Her follow-up question to my advice read as follows: If we break a lot of content into many emails, how can we judge how much is too much? I get too many emails as it is. It was a legitimate question, which she concluded with a personal opinion statement. My response to the first part was to review the open rates and click-through statistics of the frequent emails. If more people are reading more often and taking more actions, that’s a prime indicator and the best way to “judge” that results are good. Do more based on facts, not conjecture. Conversely, if statistics and response CTA rates (Call to Action) decrease overall with more frequent communications, then and only then can we “judge” that she is in fact communicating too much. In which case she would logically throttle back—not to the previous once-a-month-frequency—but to the volume where she was getting optimum results.
Broad Range of Experience
I’ve encountered similar scenarios in all variety of businesses, be it selling, generating leads, or calls to action. Never fails. The advice is both accurate and useable. “Useable” 100%. Heck, following this advice doesn’t even require learning a new skill, increasing costs, or working more hours. Not even improving the content—all of which have value if the client accepts the initial advice and is then willing to learn or hire additional expertise.

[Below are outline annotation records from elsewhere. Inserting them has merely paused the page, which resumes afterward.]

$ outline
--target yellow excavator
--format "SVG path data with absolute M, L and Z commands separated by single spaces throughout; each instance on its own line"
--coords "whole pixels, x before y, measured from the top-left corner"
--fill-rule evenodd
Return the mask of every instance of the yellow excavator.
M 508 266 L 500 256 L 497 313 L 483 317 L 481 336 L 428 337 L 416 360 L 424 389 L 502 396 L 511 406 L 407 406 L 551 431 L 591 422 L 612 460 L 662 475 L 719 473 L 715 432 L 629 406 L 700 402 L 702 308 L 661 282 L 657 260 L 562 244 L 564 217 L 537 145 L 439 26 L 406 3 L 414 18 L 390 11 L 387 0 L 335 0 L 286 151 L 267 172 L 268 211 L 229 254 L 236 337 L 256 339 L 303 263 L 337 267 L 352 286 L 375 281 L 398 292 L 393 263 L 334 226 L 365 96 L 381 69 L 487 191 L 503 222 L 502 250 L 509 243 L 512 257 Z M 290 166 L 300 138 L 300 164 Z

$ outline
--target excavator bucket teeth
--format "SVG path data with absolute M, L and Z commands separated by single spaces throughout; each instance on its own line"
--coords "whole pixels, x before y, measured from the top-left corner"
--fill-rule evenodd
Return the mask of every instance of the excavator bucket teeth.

The second part of her question, I get too many emails as it is is a statement of personal opinion. This indicates that this person is biased and subjective in her marketing judgement—a costly perspective to practice. It has no relationship or relevance to her organization achieving better results and being of greater value to its clients.
Let’s Consider the Facts, Not the Personal Bias
Imagine the unexceptional results a professional coach would have IF he asked, “How often should I have my team exercise, run plays, and review film? And how can I judge when it’s too much?” (A good question) followed by the statement, “I don’t like to exercise; it makes me sore.”
Regarding her comment about getting too many emails, I tactfully encouraged her to simply unsubscribe or block those she no longer found value in receiving.
I get similar questions from my private clients and mastermind groups less frequently. However, you guessed it — I deliver a dose of “tough love.” We consider the facts and where the profits are found, not subjective opinions.
Using all variety of jargon, most self-improvement books underscore the immense value of positive self-talk and maintaining a positive mental attitude. The late, great, motivational speaker Zig Ziglar was spot-on when he spoke about the cost of “stink’n think’n” and getting “a check-up from the neck up.”
One of the most valuable tools taught in the practice of Positive Mental Attitude (PMA) is the principle of Accurate Thinking. Accurate, useable advice, received by someone willing to change their mind in a positive way IS the key to greater profits. It’s the only way progress is made. Our minds are like muscles: when exercised, stretched, and nourished, they grow strong and increase in ability.
Masterminding, the combining of two or more uniquely talented minds working in harmony with singleness of purpose, is the fastest way to achieve results and “see” opportunities and resources you may have otherwise never discovered. Seek a mastermind partner and you’ll gain a broader, clearer perspective of where you need to be and what you need to do to attain your goals.